What is Seafloor Compliance?

Seafloor compliance is a measure of how much the seafloor moves under pressure forcing from ocean waves. The softer the ground is, the more the seafloor will move. By measuring this motion as a function of the forcing wavelength, we can determine the subsurface structure as a function of depth. Compliance measurements are most sensitive to the subsurface shear modulus. Low shear modulus bodies such as fluid-bearing sediments, hydrothermal circulation systems or melt bodies create a peak in the compliance that can be analyzed to determine the body's depth, size, and shear modulus.

Compliance measurement

Cartoon representation of a compliance measurement (not to scale!), with typical signal wavelengths and amplitudes.

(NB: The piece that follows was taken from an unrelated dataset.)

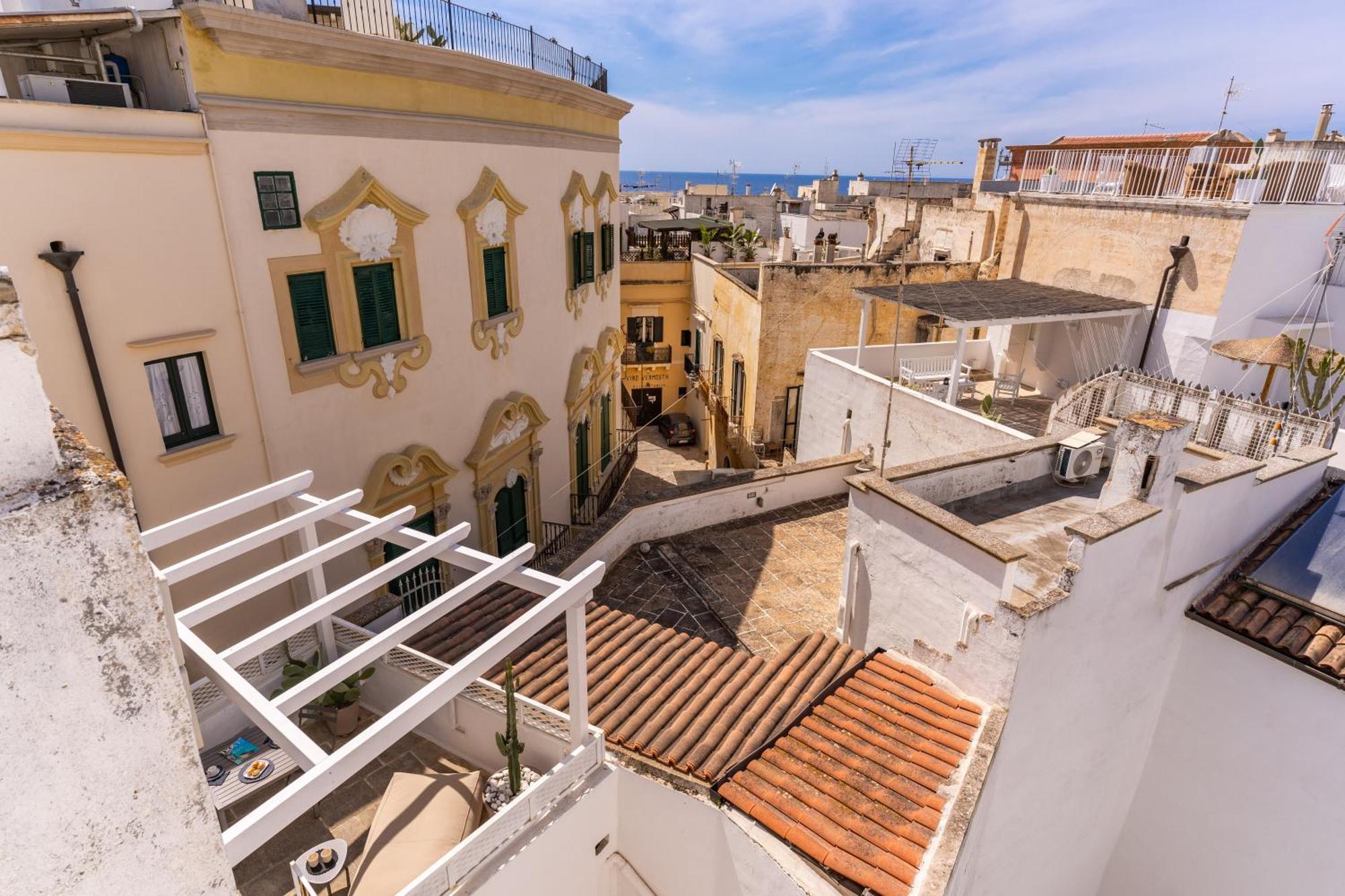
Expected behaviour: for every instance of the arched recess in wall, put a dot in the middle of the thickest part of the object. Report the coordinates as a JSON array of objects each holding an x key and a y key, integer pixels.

We measure compliance in the period band from 10 seconds to 20 minutes, where the pressure signal comes from ocean surface gravity waves known as infragravity waves. These waves have a very simple dispersion relation, which allows us to calculate their wavelength from the frequency and the water depth. The infragravity waves we measure are from a few hundred meters to tens of kilometers long and a few millimeters tall. Underneath these waves, the seafloor moves a few micrometers vertically. We measure the pressure and displacement simultaneously using sensitive broadband seismometers and differential pressure gauges that we deploy to the seafloor for at least a day and a half at a time. We then throw out bad data caused by earthquakes and fish bumps and statistically analyze the remaining data to minimize the noise. During a typical 20-day cruise we can deploy one instrument at 10 different sites. Using several instruments and combining the measurements, we can create a 2D or 3D model of the subsurface shear modulus.

Compliance measurements have been used to study the melt structure beneath mid-ocean ridges and the porosity and physical properties of coastal sediments, and we are preparing an experiment to study sediments beneath basalt flows. Compliance measurements can be used to study any subsurface system where fluids play an important role, such as hydrothermal circulation networks, intraplate volcanoes, and subduction zones. An important future application of compliance measurements is continuous monitoring of time-variant fluid systems (such as the eruptive cycle of magma chambers or the change in a petroleum reservoir during drilling). Since the ocean waves are always "on", continous measurements should give a film of fluid movements that can be correlated to surface events. If the instrument is connected to the surface by a cable, these effects could be measured in near-real time.